Around 1980 I came within a hair's breadth of a long prison sentence for charges I was innocent of, largely because the Public Defender office in the Southern California city was under strong political pressure to not defend me aggressively. Just in time, I got money to hire a great private attorney, we went to trial, and I was acquitted. It was one of the scariest experiences of my life, and it has made me acutely aware of how much justice can depend on income.
A large proportion of San Francisco's jail population, probably half, are in jail because they cannot afford bail before trial. The proportion jailed African-Americans in SF is ten times that of the general population.
People on low, fixed incomes are disproportionately made homeless by rent increases and evictions, and they are vulnerable to arrest for violating laws against Sit/Lie, vehicular housing, and potentially sleeping in parks at night. Homeless seniors and people with mental health and substance abuse issues are also more likely to be profiled for citation and later arrest in newly-gentrified business areas.
Simple justice demands we find other alternatives than building a new jail to perpetuate old injustice. San Francisco has made remarkable progress in reducing its jail population. Now is the time to move forward, not back.

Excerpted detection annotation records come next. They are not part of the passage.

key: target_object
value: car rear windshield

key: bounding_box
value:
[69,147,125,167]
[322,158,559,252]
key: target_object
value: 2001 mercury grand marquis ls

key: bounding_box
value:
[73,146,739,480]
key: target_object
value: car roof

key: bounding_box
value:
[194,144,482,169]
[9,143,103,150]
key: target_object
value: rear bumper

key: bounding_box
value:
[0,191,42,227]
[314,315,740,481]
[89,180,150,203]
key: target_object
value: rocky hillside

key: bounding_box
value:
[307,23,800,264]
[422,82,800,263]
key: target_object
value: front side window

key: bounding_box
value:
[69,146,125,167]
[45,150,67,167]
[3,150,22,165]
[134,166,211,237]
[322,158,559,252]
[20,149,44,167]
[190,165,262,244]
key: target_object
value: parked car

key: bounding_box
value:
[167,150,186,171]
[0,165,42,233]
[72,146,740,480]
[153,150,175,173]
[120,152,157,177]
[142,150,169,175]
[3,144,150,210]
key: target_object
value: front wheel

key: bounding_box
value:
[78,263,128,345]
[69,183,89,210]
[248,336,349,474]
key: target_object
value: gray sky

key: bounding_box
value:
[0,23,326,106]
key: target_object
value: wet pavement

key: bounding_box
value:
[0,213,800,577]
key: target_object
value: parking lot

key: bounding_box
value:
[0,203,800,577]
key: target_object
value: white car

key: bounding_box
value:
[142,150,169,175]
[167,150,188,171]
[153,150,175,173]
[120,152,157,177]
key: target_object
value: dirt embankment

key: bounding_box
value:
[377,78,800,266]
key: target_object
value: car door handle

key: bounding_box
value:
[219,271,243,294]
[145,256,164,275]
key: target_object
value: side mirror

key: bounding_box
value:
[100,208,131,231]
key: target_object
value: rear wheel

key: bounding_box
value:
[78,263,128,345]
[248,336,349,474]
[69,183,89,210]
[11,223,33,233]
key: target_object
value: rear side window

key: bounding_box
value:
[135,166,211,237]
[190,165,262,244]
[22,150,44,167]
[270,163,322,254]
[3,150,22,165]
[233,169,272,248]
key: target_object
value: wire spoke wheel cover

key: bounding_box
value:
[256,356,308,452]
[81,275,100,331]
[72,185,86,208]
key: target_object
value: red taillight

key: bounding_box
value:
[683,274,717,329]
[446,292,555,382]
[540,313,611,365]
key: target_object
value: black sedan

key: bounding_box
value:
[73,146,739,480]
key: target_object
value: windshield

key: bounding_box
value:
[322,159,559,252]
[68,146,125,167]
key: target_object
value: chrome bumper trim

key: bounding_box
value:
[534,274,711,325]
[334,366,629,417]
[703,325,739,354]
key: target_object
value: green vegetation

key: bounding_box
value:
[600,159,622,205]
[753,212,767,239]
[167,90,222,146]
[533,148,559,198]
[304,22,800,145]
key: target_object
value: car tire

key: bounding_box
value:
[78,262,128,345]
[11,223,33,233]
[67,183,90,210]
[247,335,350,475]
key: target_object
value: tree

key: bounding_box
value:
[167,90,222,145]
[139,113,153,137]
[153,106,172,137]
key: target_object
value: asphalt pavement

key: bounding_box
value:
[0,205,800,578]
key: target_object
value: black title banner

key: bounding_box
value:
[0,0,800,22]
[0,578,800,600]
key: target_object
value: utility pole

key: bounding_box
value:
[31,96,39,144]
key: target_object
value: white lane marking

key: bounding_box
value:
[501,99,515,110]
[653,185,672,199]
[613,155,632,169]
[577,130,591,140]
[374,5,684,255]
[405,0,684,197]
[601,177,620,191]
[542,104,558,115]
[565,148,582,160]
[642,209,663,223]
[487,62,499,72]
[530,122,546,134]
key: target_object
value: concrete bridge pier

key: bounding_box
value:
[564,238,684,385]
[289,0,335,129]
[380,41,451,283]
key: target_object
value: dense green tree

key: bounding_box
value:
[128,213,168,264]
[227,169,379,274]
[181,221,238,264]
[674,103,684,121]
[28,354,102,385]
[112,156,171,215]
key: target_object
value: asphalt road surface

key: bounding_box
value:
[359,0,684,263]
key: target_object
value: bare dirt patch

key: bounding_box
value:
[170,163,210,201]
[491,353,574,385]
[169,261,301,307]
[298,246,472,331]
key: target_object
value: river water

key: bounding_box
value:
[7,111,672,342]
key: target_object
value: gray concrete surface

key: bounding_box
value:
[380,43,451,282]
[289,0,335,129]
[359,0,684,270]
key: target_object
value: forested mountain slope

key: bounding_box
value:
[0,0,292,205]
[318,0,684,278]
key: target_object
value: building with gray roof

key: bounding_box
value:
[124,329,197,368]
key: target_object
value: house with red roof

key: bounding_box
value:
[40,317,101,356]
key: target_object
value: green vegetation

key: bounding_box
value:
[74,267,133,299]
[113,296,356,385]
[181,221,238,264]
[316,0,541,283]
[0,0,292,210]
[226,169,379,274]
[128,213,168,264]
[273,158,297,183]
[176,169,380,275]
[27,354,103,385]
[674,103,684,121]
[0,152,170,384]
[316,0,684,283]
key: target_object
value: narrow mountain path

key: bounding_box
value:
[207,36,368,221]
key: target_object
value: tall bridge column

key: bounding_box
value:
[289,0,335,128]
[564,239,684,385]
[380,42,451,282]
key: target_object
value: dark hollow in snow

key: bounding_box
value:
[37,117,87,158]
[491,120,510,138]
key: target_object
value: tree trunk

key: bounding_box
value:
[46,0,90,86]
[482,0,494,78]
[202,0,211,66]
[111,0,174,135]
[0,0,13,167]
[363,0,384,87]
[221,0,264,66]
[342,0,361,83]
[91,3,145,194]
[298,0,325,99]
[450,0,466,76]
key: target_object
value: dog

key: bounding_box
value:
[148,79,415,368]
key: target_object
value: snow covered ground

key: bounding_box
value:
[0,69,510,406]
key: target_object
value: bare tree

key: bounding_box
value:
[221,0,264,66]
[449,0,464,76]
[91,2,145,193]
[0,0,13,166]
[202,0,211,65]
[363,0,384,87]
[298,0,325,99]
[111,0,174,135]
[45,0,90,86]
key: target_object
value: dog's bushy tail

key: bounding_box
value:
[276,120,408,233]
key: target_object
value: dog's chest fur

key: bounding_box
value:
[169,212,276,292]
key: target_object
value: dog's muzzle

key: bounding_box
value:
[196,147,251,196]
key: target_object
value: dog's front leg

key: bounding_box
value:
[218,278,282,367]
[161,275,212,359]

Thursday’s hearing at Neighborhood Services & Safety will focus on the cost-effectiveness of the proposed Jail Rebuild. I urge you to attend this hearing if you are not already planning to do so. The projected cost, $600 million including financing, could give $20 million in services each year over the 30 years required to repay the jail debt. The billion-dollar Housing Trust Fund could be expanded 60% to provide housing to very-low income people being displaced. We could renovate and upgrade over 7,000 low-income apartments. 600 of the City's poorest families could live in subsidized apartments for 30 years. Mental and medical health programs which had been cut for years could be restored and expanded. All of these programs are more effective outside of jail walls and can keep people out of jail in the first place.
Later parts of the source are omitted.